Stimulate Your Abs
I often hear my St. Louis personal training clients say they want to have fabulous abs, but what about functional abs? Find out below how you can have both showy as well as functional abs.
The abs get a lot of work in many non-ab exercises, but to get the look people are after when they think of “nice abs,” some direct abdominal training is typically necessary. Direct ab training also provides the additional benefit of giving you a sense of which muscles are working at various points in a movement. This awareness allows for more accurate ab muscle contraction when you are doing full body exercises.
The abs also have several jobs to do:
• They help us flex, extend and rotate the torso in everyday life.
• They have to move at various speeds.
• They create both movement (mobility) and prevent or accommodate movement (stability).
This challenging series of ab exercises hits upon all of the jobs our abs do.

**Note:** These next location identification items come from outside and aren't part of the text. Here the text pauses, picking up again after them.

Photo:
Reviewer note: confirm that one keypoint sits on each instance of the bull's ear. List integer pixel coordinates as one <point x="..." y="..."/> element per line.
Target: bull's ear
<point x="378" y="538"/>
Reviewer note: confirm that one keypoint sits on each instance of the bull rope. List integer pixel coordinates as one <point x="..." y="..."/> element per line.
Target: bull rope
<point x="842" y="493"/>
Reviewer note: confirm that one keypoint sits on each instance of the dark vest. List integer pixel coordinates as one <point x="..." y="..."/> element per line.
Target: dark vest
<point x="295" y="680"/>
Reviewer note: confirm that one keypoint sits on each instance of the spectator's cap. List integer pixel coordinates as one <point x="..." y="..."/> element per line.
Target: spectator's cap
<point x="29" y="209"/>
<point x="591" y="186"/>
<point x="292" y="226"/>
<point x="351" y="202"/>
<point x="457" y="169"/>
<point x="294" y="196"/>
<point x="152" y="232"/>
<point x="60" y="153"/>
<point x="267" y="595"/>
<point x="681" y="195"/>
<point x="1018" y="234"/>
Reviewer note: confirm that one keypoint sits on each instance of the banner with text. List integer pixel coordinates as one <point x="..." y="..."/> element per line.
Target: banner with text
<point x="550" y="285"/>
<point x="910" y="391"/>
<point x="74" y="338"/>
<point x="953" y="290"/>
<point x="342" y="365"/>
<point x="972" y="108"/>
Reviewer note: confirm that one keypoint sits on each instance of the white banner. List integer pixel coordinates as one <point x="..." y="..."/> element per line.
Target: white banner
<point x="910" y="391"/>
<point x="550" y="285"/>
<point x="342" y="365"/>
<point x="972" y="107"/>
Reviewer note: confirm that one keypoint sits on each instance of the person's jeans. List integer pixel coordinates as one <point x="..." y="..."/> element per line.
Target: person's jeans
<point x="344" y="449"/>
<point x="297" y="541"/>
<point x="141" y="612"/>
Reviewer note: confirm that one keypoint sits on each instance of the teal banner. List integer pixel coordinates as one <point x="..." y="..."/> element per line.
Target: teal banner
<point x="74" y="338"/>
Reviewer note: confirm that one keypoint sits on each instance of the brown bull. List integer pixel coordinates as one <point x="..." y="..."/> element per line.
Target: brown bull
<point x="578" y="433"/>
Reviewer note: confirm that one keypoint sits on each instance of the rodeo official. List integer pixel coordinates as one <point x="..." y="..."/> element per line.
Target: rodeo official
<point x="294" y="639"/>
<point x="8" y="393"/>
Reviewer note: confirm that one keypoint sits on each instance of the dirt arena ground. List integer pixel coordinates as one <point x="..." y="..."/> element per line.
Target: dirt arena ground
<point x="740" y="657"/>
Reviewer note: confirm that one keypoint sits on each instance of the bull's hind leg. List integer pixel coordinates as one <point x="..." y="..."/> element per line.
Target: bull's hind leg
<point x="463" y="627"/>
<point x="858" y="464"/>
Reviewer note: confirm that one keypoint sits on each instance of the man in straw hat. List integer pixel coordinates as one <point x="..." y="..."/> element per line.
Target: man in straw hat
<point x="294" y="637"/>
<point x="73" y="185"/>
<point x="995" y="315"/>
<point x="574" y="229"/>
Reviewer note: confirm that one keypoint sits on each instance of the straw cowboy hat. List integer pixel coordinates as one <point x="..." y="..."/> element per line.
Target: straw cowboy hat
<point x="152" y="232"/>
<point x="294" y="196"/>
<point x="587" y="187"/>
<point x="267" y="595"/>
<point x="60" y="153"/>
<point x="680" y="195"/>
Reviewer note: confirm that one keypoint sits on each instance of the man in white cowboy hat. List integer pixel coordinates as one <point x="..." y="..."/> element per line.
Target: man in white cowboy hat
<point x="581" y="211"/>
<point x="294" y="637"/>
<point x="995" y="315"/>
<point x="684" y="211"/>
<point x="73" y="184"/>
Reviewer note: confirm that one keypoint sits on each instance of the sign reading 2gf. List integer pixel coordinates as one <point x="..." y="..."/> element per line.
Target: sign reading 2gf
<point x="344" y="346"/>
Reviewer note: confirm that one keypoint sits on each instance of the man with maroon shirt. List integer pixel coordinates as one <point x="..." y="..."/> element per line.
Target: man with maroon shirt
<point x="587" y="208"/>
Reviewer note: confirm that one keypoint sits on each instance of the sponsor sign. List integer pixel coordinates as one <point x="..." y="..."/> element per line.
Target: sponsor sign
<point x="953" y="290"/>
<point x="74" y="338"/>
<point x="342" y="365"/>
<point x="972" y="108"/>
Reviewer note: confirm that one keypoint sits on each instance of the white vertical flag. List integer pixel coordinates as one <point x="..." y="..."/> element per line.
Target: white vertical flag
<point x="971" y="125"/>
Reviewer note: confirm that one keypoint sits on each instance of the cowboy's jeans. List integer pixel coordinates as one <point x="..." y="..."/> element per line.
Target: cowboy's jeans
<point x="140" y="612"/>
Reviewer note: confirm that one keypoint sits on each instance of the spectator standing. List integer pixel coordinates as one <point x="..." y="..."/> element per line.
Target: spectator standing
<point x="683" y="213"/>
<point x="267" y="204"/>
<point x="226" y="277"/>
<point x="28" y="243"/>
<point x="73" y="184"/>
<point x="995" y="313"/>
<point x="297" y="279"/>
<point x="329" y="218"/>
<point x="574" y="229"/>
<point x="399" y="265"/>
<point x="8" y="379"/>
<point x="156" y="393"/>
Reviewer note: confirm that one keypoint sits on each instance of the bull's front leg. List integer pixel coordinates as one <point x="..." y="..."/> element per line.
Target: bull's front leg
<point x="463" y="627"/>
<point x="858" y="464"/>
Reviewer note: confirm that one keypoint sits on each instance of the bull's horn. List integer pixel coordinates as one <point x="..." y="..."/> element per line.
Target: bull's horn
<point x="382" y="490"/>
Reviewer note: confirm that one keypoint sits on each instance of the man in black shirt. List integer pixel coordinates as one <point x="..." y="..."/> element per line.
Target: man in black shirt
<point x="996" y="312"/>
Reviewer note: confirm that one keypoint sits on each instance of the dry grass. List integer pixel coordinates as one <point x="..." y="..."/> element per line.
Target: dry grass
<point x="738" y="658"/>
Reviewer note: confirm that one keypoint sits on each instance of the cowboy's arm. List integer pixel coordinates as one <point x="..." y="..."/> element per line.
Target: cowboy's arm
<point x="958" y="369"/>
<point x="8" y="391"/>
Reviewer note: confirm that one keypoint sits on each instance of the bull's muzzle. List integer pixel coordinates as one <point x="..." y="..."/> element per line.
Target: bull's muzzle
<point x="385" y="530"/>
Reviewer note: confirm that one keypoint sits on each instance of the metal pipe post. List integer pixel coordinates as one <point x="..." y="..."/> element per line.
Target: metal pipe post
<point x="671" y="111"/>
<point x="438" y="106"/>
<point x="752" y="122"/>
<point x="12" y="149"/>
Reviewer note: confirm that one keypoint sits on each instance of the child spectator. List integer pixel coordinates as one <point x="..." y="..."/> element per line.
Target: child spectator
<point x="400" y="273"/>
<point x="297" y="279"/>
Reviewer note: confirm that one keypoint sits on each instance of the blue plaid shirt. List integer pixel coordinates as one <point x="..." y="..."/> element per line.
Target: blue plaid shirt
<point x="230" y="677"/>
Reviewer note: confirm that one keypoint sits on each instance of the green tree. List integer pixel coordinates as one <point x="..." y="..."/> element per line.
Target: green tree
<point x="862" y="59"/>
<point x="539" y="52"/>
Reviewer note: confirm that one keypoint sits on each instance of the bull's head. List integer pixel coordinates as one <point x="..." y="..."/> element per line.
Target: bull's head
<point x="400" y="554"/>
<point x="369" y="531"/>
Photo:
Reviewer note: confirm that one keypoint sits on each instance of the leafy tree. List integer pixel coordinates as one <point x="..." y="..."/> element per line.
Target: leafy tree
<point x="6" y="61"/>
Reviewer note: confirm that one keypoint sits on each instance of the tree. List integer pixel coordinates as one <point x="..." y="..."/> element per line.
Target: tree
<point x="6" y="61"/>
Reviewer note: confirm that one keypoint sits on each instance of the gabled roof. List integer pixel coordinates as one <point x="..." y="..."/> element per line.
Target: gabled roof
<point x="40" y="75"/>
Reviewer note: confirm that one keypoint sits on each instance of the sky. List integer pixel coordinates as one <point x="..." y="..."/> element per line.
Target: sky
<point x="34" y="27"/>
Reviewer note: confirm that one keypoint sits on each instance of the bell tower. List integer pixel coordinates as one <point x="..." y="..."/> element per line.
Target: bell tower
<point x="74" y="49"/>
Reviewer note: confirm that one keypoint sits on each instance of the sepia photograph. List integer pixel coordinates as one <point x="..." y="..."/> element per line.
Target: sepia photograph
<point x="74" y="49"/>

A note about stability and mobility: most exercises exhibit both, but one of the two is considered the more dominant characteristic for each movement.
Shin Balance Leg Lowering
• Extend and lower the legs only as much as the stability of your abs will allow. Any increase or decrease in the space between your low back and the ground means your abs are not maintaining a neutral low back. Once that starts to happen, you’ve gone beyond the limit of your range of motion.
• The ball resting on the shins forces you to move slowly so pay attention to the feedback the ball provides.
Tripod Plank with Leg Switch
• Maintain stiffness in the trunk and support leg.
• Adjust work interval time as necessary to provide a challenge while allowing for solid performance. When your abs fatigue you’ll notice the early signs of slight arching in your low back. This should be avoided. It’s best to perform really well on a shorter work interval rather than perform poorly on a longer one.
Torso Offset Crunch on Ball
• The recommendation to avoid crunches is an overstatement of their relative risk. This variation ignites more of your ab muscles by putting you slightly off-center from the ball.
• You only need a very small shift to make this work. Less is more.
• Move with slow, controlled intention through full range of motion.
• Perform three reps shifted to one side; then perform the next three reps shifted to the other side. Continue alternating in this manner until you’ve finished the set.
• Try to create a little hang time and land with each foot wide.
• When tucking the bent leg in, use the momentum from the quick movement to reach the bent knee toward the opposite arm.
• Keep your hips low when you land as they may tend to creep up if you allow your feet to move closer to your hands.
Lateral Rolling Plank on Ball
• The start isn’t the hardest part; it’s the sides. You’ll need to hit the brakes as your body rotates around to finish with the ball on the back of your upper arm.
• As soon as you stop rotating one way, reverse direction immediately. If you stop for too long, you’ll lose the stored energy in your muscles that you need to smoothly begin rotating to the other side.
Iso-Tuck Knee Tuck
• Tuck the non-moving leg in as far as you can. This helps work the abs harder on that side and also helps prevent any loss of integrity in low back position when your other leg extends.
• Move at a controlled tempo and resist the urge to speed up to finish as you fatigue. Ensure every movement of your body is happening because you are creating it rather than allowing momentum to move you.
Start by completing one set of each of these exercises. Perform three times per week. After two weeks, repeat the circuit of six exercises twice. You should feel a challenge when you do the workout and feel how you’re moving more mindfully in your abs when you aren’t working out.